Install these packages first:
- caret (Wrapper for various ML algorithms)
- tidyverse (meta package)
- ranger (for running Random Forest method)
Acknowledging the efforts of Max Kuhn and Hadley Wickham, without who, the world of ML and data science in R wouldn't be the way it is now.
- Check out Max Kuhn's tutorial of Caret (The caret Package)
- Check out Hadley's book on R for Data Science. (R4DS)
There are three major approaches to using Caret:
- Split the data into train and test datasets. Ideally, a split of 80-20 or 75-25 is good enough. But, if there is a class imbalance, there is another workflow to split the data. Read Max's tutorial to find out more.
- If there are NA values in the datasets, impute the datasets. For categorical values, it may be goo idea to impute the missing values with the mode of the values. For numeric values, there are a few options- median imputation, knn imputation, etc. Read Max's tutorial more for more details.
- After imputation, it is a good idea to encode your categorila values to 1 and 0. This is because most models expect the datasets in a numerical format. Again, refer to Max's tutorials for more details.

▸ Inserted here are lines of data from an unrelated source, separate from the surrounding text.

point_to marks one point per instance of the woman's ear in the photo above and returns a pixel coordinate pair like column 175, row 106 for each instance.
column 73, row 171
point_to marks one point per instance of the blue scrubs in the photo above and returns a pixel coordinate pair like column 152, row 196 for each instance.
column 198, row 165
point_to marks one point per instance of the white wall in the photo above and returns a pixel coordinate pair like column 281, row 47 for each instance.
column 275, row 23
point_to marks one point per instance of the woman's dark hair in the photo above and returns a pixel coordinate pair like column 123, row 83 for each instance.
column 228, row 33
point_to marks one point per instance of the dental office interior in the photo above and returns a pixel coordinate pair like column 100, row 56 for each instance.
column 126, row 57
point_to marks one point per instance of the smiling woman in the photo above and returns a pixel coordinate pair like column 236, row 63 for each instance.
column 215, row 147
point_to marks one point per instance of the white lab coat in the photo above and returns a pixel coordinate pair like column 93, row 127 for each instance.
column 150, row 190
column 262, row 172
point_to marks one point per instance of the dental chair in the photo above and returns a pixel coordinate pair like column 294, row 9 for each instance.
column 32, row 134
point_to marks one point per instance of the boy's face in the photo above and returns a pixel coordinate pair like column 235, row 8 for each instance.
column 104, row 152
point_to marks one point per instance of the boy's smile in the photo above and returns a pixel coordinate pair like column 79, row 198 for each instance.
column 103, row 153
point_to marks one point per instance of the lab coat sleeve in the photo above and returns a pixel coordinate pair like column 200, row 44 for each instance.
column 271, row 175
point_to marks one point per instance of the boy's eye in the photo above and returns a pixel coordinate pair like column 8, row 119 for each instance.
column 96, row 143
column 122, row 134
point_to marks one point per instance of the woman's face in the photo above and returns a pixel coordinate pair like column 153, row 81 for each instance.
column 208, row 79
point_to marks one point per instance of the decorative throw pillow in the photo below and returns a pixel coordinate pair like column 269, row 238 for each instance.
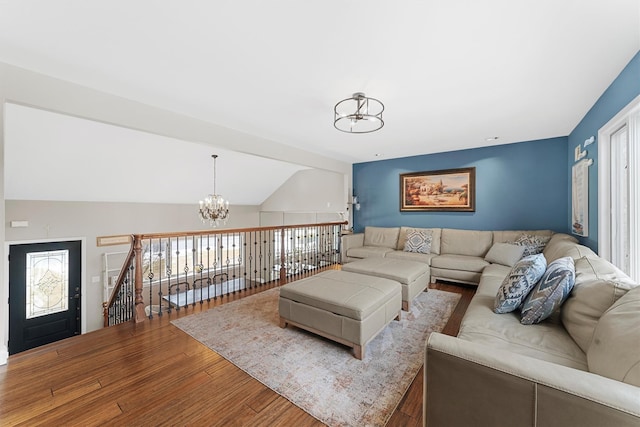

- After encoding, depending on your dataset, normalize the data. There are many normailization options. See the code comments for more information.
- Repeat these preprocessing steps for both the train and test datasets.
- Run the model for the train data.
- Validate the model against the test data.
- Calculate the accuracy of the model.
- Iterate the steps again for another model and you may perform cross validation.
- Pick the mode with the best accuracy and peformance.